Archive for the ‘Falcon’ Category

Define and Process Data Pipelines in Hadoop with Apache Falcon

Wednesday, February 11th, 2015

Define and Process Data Pipelines in Hadoop with Apache Falcon

From the webpage:

Apache Falcon simplifies the configuration of data motion with: replication; lifecycle management; lineage and traceability. This provides data governance consistency across Hadoop components.

Scenario

In this tutorial we will walk through a scenario where email data lands hourly on a cluster. In our example:

  • This cluster is the primary cluster located in the Oregon data center.
  • Data arrives from all the West Coast production servers. The input data feeds are often late for up to 4 hrs.

The goal is to clean the raw data to remove sensitive information like credit card numbers and make it available to our marketing data science team for customer churn analysis.

To simulate this scenario, we have a pig script grabbing the freely available Enron emails from the internet and feeding it into the pipeline.
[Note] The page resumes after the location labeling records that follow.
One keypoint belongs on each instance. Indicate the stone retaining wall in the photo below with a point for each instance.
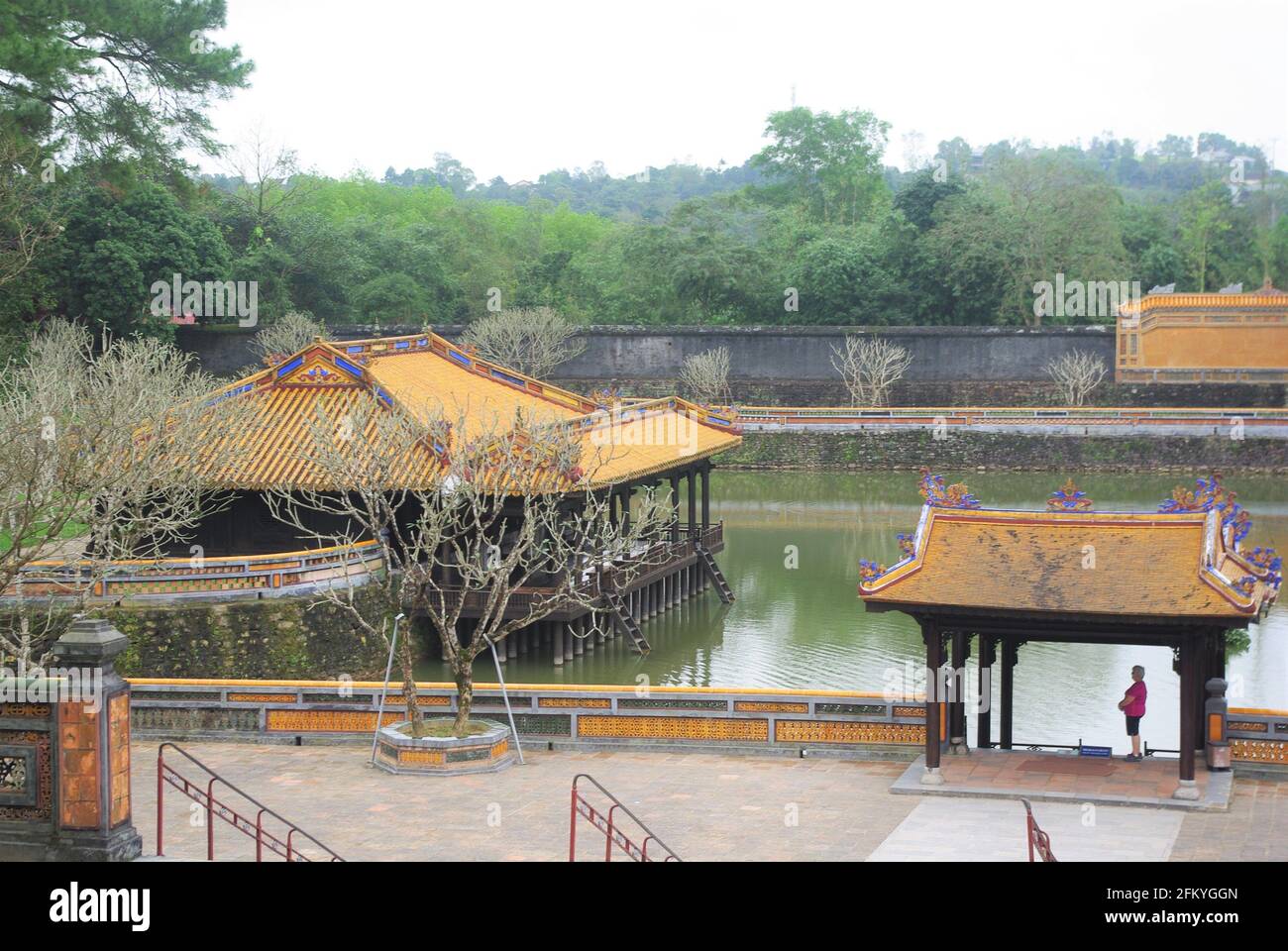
(793, 367)
(965, 449)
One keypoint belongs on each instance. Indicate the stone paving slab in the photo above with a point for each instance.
(707, 806)
(703, 805)
(1010, 775)
(993, 830)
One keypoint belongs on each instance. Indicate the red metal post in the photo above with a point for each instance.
(160, 799)
(210, 821)
(608, 840)
(572, 826)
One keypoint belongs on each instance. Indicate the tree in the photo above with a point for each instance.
(115, 247)
(870, 367)
(101, 444)
(533, 341)
(270, 179)
(1205, 217)
(1038, 214)
(704, 376)
(507, 509)
(115, 79)
(1076, 373)
(284, 337)
(29, 217)
(831, 163)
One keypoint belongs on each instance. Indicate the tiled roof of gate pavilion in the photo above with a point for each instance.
(1185, 561)
(429, 377)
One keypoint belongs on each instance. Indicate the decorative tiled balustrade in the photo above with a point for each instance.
(1258, 736)
(737, 716)
(171, 579)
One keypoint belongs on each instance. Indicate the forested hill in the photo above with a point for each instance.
(97, 210)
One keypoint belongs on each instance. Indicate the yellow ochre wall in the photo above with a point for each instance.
(1231, 346)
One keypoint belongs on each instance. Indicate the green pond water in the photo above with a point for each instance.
(804, 626)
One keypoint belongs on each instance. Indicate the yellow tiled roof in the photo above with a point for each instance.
(1093, 564)
(430, 379)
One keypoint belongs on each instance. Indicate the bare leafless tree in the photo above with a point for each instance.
(704, 376)
(1076, 373)
(532, 341)
(271, 179)
(29, 217)
(284, 337)
(101, 444)
(870, 367)
(507, 509)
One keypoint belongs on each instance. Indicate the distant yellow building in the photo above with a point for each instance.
(1205, 338)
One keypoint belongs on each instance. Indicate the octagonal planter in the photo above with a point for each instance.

Not only a great tutorial on Falcon, this tutorial is a great example of writing a tuturial!

HDP 2.1 Tutorials

Wednesday, August 13th, 2014

HDP 2.1 tutorials from Hortonworks:

  1. Securing your Data Lake Resource & Auditing User Access with HDP Security
  2. Searching Data with Apache Solr
  3. Define and Process Data Pipelines in Hadoop with Apache Falcon
  4. Interactive Query for Hadoop with Apache Hive on Apache Tez
  5. Processing streaming data in Hadoop with Apache Storm
  6. Securing your Hadoop Infrastructure with Apache Knox

The quality you have come to expect from Hortonwork tutorials but the data sets are a bit dull.

What data sets would you suggest to spice up this tutorials?

Hortonworks Data Platform 2.1

Wednesday, April 2nd, 2014

Hortonworks Data Platform 2.1 by Jim Walker.

From the post:

The pace of innovation within the Apache Hadoop community is truly remarkable, enabling us to announce the availability of Hortonworks Data Platform 2.1, incorporating the very latest innovations from the Hadoop community in an integrated, tested, and completely open enterprise data platform.

A VM available now, full releases to follow later in April.

Just grabbing the headings from Jim’s post:

The Stinger Initiative: Apache Hive, Tez and YARN for Interactive Query

Data Governance with Apache Falcon

Security with Apache Knox

Stream Processing with Apache Storm

Searching Hadoop Data with Apache Solr

Advanced Operations with Apache Ambari

See Jim’s post for some of the details and the VM for others.

Project Falcon…

Wednesday, April 3rd, 2013

Project Falcon: Tackling Hadoop Data Lifecycle Management via Community Driven Open Source by Venkatesh Seetharam.

From the post:

Today we are excited to see another example of the power of community at work as we highlight the newly approved Apache Software Foundation incubator project named Falcon. This incubation project was initiated by the team at InMobi together with engineers from Hortonworks. Falcon is useful to anyone building apps on Hadoop as it simplifies data management through the introduction of a data lifecycle management framework.

All About Falcon and Data Lifecycle Management

Falcon is a data lifecycle management framework for Apache Hadoop that enables users to configure, manage and orchestrate data motion, disaster recovery, and data retention workflows in support of business continuity and data governance use cases.

Falcon workflow

I am certain a topic map based workflow solution could be created.

However, using a solution being promoted by others removes one thing from the topic map “to do” list.

Not to mention giving topic maps an introduction to other communities.